In total, 13 patients (5.8%) on DOACs were diagnosed with new ischemic stroke compared to only one patient (0.6%) on warfarin (p=0.05). Major bleeding, any bleeding, and mortality showed similar rates across both groups. Table 2 examines the outcomes of patients administered DOACs versus those given warfarin. Out of the 396 total patients, 43 (10.8%) died during the study. Figure 1 underscores the complications in our study group, categorized according to anticoagulation type.

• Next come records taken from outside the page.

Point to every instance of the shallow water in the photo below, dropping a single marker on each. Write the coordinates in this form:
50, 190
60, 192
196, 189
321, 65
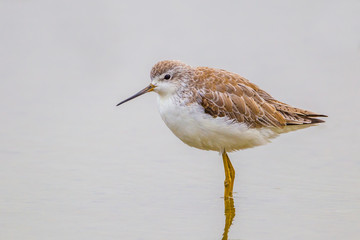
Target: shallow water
74, 166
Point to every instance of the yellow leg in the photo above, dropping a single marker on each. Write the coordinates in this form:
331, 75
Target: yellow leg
229, 176
229, 216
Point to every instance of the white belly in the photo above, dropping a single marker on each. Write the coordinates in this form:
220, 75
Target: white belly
200, 130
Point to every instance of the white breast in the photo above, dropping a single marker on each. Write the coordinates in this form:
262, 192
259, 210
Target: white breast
200, 130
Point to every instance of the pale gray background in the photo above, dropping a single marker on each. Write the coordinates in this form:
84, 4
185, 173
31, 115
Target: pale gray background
74, 166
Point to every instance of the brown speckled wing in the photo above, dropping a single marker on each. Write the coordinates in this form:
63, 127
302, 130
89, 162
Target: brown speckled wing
222, 93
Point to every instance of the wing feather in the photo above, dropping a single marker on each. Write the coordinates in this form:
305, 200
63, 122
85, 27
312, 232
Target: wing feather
226, 94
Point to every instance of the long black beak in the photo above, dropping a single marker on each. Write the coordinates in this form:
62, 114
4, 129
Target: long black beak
145, 90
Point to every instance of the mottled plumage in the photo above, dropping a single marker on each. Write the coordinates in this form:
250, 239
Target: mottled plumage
225, 94
213, 109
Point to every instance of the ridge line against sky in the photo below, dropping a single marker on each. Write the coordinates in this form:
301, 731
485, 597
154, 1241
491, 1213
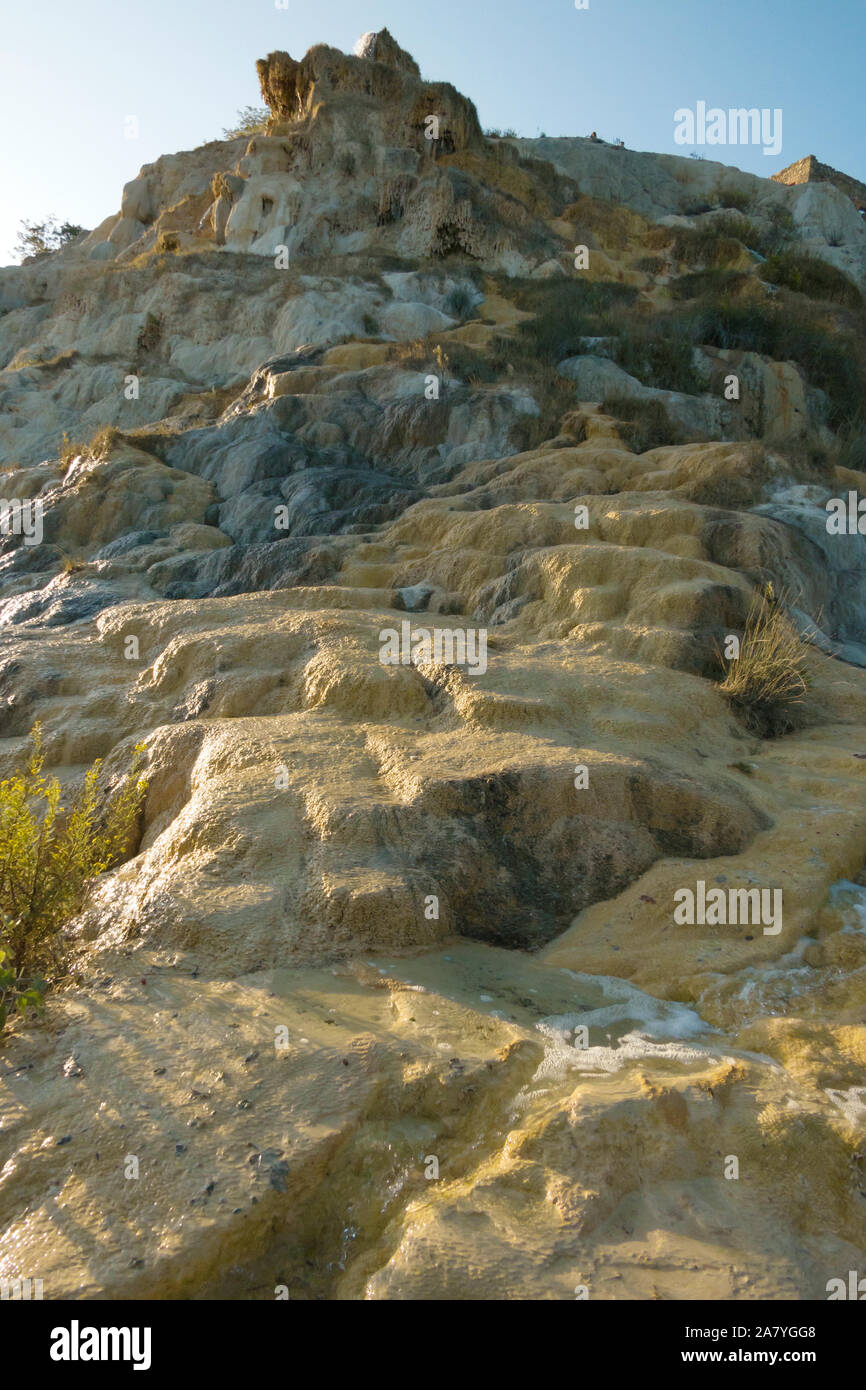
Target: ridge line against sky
72, 75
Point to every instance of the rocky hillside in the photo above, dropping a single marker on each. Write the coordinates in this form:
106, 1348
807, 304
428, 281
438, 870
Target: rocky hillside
307, 402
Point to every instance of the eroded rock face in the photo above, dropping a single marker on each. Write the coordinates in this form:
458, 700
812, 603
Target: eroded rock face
374, 902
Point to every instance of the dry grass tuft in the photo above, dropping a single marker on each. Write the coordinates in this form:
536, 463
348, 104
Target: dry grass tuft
768, 683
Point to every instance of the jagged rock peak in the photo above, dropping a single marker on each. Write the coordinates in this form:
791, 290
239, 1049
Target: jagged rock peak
287, 82
380, 46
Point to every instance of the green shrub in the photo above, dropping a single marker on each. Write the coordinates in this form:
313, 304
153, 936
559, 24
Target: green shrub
49, 855
250, 120
566, 310
42, 238
813, 277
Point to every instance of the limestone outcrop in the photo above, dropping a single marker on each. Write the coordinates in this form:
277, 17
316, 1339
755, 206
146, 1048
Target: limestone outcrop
319, 395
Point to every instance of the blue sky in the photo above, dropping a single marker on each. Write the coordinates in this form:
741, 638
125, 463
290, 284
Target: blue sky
71, 74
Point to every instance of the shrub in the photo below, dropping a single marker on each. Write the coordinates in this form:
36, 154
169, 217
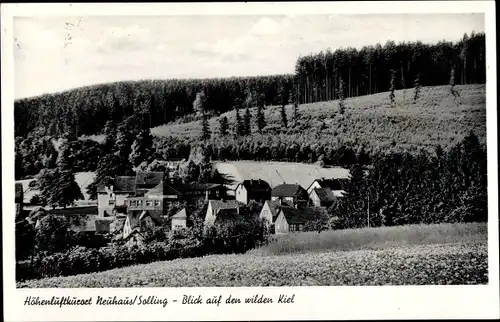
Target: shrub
82, 260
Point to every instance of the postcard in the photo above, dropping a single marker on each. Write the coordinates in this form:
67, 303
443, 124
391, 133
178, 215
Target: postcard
249, 161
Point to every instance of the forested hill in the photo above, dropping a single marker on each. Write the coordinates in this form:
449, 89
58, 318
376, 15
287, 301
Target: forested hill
318, 77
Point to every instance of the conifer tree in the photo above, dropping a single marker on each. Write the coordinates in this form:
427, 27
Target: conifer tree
292, 99
284, 121
417, 88
392, 87
205, 128
247, 129
261, 119
223, 126
142, 148
239, 126
341, 97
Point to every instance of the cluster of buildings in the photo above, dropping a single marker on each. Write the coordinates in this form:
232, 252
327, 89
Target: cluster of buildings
126, 201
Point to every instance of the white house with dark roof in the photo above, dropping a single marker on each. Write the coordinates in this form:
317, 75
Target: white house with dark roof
113, 193
215, 206
179, 220
322, 192
269, 211
258, 190
290, 194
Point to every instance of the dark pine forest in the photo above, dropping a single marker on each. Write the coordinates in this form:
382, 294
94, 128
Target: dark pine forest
85, 110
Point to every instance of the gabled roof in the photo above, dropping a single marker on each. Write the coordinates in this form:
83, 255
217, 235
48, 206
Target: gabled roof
324, 194
333, 184
164, 188
274, 206
286, 190
298, 215
255, 186
148, 178
220, 204
195, 186
125, 184
19, 192
181, 214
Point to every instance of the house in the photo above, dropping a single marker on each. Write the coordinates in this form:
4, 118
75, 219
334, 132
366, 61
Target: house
290, 194
145, 181
269, 211
19, 196
258, 190
322, 197
113, 192
335, 185
292, 219
215, 206
134, 219
179, 220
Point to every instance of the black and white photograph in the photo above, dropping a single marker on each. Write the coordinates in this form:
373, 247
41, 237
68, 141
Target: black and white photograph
250, 150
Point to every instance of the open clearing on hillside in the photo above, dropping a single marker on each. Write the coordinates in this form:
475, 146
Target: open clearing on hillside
436, 118
276, 173
434, 259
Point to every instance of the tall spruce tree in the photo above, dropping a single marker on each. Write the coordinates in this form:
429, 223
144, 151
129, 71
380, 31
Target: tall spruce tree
223, 126
247, 122
284, 120
417, 89
392, 97
205, 128
142, 148
341, 97
239, 126
261, 119
292, 99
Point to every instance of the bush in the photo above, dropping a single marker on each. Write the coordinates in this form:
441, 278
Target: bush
82, 260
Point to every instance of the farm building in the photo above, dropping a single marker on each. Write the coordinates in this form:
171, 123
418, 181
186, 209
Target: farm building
290, 194
322, 192
258, 190
292, 219
337, 186
179, 220
134, 220
215, 206
269, 211
113, 193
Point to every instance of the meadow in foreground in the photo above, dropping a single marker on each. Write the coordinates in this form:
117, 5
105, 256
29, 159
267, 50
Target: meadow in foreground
446, 264
407, 255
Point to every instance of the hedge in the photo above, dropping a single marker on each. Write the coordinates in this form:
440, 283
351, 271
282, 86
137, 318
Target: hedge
81, 260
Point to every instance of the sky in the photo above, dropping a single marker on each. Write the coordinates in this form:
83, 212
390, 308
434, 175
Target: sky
52, 54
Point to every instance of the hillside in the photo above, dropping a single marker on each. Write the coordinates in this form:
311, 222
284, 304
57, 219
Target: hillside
277, 172
436, 118
82, 178
434, 254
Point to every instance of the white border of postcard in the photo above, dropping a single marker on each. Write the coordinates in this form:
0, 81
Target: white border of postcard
310, 302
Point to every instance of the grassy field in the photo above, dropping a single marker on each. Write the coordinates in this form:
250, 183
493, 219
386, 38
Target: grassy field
431, 255
375, 238
290, 172
437, 118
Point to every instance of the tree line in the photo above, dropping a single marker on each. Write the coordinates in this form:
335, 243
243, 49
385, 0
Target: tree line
369, 70
319, 77
403, 188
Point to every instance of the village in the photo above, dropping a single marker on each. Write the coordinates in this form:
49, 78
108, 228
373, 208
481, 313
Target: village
124, 202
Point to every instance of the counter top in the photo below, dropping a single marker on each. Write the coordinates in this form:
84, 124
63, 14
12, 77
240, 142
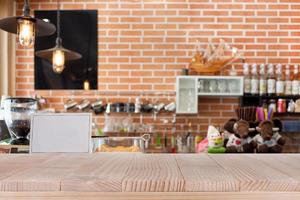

Table 2. Outcomes of patients received DOACs vs. warfarin.
The data are represented as numbers and percentages.
P value is considered significant (p<0.05).
| DOAC (n=223), N (%) | Warfarin (n=173), N (%) | P value | |
| Stroke | 13 (92.9) | 1 (7.1) | 0.005 |
| Major bleeding | 5 (45.5) | 6 (54.5) | 0.544 |
| Any bleeding | 13 (59.1) | 9 (40.9) | 0.787 |
| Death | 27 (62.8) | 16 (37.2) | 0.333 |
Figure 1. Complications with anticoagulation therapy, reported as a percentage of outcomes from the total number of patients who received each drug.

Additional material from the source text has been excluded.